Tl;dr This turned out to be a lot more difficult than I thought it would be.

Initially, styling seemed as easy as just throwing a sample of a user's text into ChatGPT, then having it return a description. This did not work, because if it did, the whole styling section wouldn't be a thing. Text styling is complicated to say the least. So far, I have broken it down into several smaller sub-categories. Some implemented by LLMs, others by old fashioned text processing.

  1. Punctuation - This falls down to sentence endings (people use more than just periods in texting), proper capitalization, and commas. All of this can be calculated using basic NLTK text processing.
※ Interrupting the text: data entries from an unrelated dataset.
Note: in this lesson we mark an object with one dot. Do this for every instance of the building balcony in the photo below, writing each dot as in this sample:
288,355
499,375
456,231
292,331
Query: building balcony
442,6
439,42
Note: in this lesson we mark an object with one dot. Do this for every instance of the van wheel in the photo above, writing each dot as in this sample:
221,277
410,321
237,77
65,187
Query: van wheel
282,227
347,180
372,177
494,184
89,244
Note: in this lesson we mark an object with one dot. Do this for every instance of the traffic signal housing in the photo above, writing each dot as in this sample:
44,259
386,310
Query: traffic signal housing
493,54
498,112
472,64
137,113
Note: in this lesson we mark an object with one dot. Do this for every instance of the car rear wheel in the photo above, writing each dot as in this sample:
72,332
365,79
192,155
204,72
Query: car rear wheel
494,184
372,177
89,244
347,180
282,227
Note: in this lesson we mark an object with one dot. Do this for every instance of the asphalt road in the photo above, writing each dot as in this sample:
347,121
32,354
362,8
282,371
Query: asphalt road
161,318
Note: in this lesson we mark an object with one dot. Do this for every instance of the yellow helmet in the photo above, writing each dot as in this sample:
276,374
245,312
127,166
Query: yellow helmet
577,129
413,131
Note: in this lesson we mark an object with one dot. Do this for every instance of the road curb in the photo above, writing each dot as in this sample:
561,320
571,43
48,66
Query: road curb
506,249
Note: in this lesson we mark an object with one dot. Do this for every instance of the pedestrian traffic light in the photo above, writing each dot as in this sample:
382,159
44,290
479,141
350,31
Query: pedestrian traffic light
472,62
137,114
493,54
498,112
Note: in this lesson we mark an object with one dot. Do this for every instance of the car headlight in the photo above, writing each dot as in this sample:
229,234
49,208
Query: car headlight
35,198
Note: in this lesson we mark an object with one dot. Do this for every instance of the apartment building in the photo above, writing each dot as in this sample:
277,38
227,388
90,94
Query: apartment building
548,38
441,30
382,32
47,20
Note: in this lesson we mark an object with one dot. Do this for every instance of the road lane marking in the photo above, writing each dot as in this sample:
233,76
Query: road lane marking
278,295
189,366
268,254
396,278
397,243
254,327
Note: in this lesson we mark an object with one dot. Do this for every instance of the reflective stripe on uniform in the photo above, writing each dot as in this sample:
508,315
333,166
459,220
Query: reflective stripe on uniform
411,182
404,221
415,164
Different punctuation for different types of sentences is also determined for clarity.
  2. Contractions - Here, all text contractions are evaluated into percentages: Expanded, proper, and improper. When styling, all contractions are selected over and then randomly transformed based on weighted randoms.
  3. Diction - According to this Grammarly article, there are nine types of diction in writing: Formal, informal, pedantic, pedestrian, slang, colloquial, abstract, concrete, and poetic. To find diction, one can throw a sample of text into a classification model such as roberta-large-mnli.
  4. Length - Everyone has different texting lengths, but instead of finding out different lengths for sentence types, it's easier to just average the word and sentence lengths of a large sample of messages. From here, ask an LLM to rewrite a message using those lengths.
  5. Emojis - Purely a word to emoji ratio. Nothing more to say.
  6. Mood - A five word description of the texts mood, as determined by Cohere's Command model.
  7. Abbreviations - Just a texting thing, but many texters these days use abbreviations for many words. To collect abbreviation usage information, all that is needed is a dataset of common abbreviations. From there, the process is just like contractions.

To apply all of these, the extraction process can essentially be reversed. First, transform the sentence using an LLM. (In this case, Cohere's Command.) These transformations include diction, mood, and length. Just plug those into the prompt and out pops a stylistically transformed sentence. Applying punctuation and grammar is as simple as scanning over the sentences and applying the desired edits. Change out sentence endings probabilistically, give certain sentences proper capitalization, etc. For contractions and abbreviations, just randomly search the sentence for the desired key and then probabilistically swap it out for a contraction or an abbreviation. Adding emojis can be done by simply swapping out random words for their corresponding emojis.

Sources

Contractions dataset: https://www.kaggle.com/datasets/ishivinal/contractions Texting acronyms data: https://www.yourdictionary.com/articles/texting-acronyms

Todo

  • Semantic memory question generation. (ex. "Peter hit me with a paper today." -> ["Who is Peter?", "What happened today?"])
  • Integrate web search summaries.
  • Adapter example.
  • Add image captioner.
  • System to modify message into proper style.